Dans le Faust de Goethe, le personnage principal vend son âme au diable en échange de la sagesse et de la connaissance. Le succès est au rendez-vous, dépassant toutes les attentes du héros. Le pacte se dévoile alors dans toute son horreur, car d’une grande jouissance naît une grande soif qui ne se calme jamais. Ce drame, je
le retrouve au potager avec les engrais que l’on peut mettre dans le sol.

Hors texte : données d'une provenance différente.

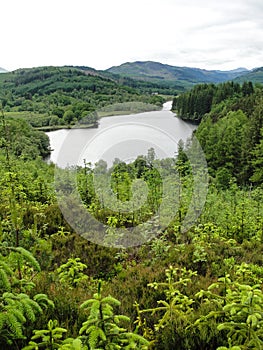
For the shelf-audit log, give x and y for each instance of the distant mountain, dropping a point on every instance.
(256, 76)
(157, 72)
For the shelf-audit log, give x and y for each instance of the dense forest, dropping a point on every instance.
(186, 287)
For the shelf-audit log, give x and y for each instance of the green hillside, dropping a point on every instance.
(256, 76)
(182, 76)
(61, 96)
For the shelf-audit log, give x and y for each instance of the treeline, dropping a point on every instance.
(193, 105)
(196, 287)
(231, 129)
(51, 96)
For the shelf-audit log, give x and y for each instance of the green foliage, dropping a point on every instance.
(50, 97)
(15, 310)
(50, 338)
(71, 272)
(103, 328)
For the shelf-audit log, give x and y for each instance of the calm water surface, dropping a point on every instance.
(124, 137)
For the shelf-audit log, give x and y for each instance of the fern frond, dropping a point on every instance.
(29, 257)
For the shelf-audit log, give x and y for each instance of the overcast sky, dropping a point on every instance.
(210, 34)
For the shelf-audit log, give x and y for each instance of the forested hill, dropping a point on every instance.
(163, 73)
(61, 96)
(256, 76)
(231, 128)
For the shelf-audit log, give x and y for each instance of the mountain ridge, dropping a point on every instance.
(150, 70)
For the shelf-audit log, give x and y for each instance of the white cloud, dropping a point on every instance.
(208, 34)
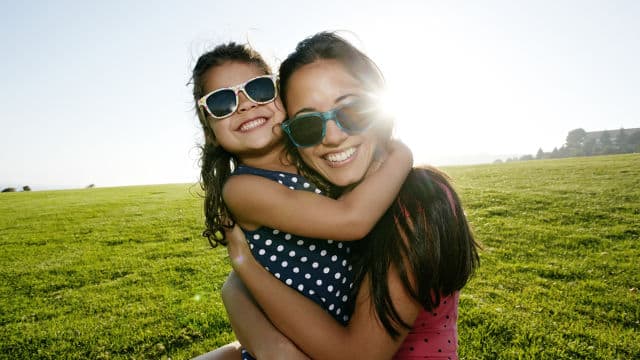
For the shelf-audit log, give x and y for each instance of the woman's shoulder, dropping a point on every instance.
(288, 179)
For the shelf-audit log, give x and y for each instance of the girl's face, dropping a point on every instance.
(323, 85)
(249, 131)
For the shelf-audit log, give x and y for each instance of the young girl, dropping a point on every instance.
(248, 180)
(411, 266)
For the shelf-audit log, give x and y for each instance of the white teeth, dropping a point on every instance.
(252, 124)
(341, 156)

Les fertilisants (ou engrais chimiques) ont des effets dramatiques. Ils nourrissent la terre, lui donnant de nombreux fruits, mais l’affaiblissent en définitive, la rendant dépendante de leurs apports. Comme Faust, elle n’est plus libre. Par opposition, je découvre que le compost n’est pas qu’un engrais. Il améliore la structure de la terre, augmente sa capacité de retenir l’eau et, par sa couleur noire, il permet à la terre d’absorber les rayons du soleil. De plus, puisqu’il est un mélange de toutes les plantes compostées, il redonne à la terre tout ce que l’agriculture lui a pris. Il rend la terre fertile (c’est-à-dire capable de donner des meilleurs fruits et légumes) en nous rendant indépendants de l’industrie agro-industrielle. Voilà pourquoi tout le monde autour de moi possède son propre conteneur à compost!Le marché offre de nombreuses solutions pour faire son compost soi-même: grillage troué, tonneau qui tourne, boîte à ouvertures multiples, lombricomposteurs. Ces variantes ne font que proposer des accélérations de processus, car la décomposition des déchets végétaux est toujours la même et elle prend son temps.
L’hiver approche et c’est le moment des grandes constructions. Je succombe au charme de mon autonomie et
décide de construire mes propres silos à compost comme le propose un site sur youtube. Je me lance dans la
fabrication de trois grosses boîtes formées de palettes de bois récupérées à la déchetterie. Les palettes ont le triple avantage d’être en matière recyclable (le bois) d’offrir des espacements de lattes suffisamment écartés pour permettre une bonne circulation de l’air et surtout d’être prêtes à l’emploi! Quelques vis et des bouts de ficelles me permettent d’assembler les trois faces d’un cube. Je laisse la quatrième ouverte pour retourner manuellement mon compost afin de gagner du temps de décomposition.
Je vois désormais mes silos à l’action. Dans le froid de l’hiver, la fine vapeur qui s’en échappe montre que la température dans le tas est supérieure à la température externe, signe d’une vie indépendante de ma volonté. C’est alors que je comprends la plus grande différence entre l’engrais chimique et le compost. Si l’engrais est notre béquille, nous sommes la béquille du compost, ne faisant qu’aider un processus ancien comme le monde: la vie, la décomposition et la vie.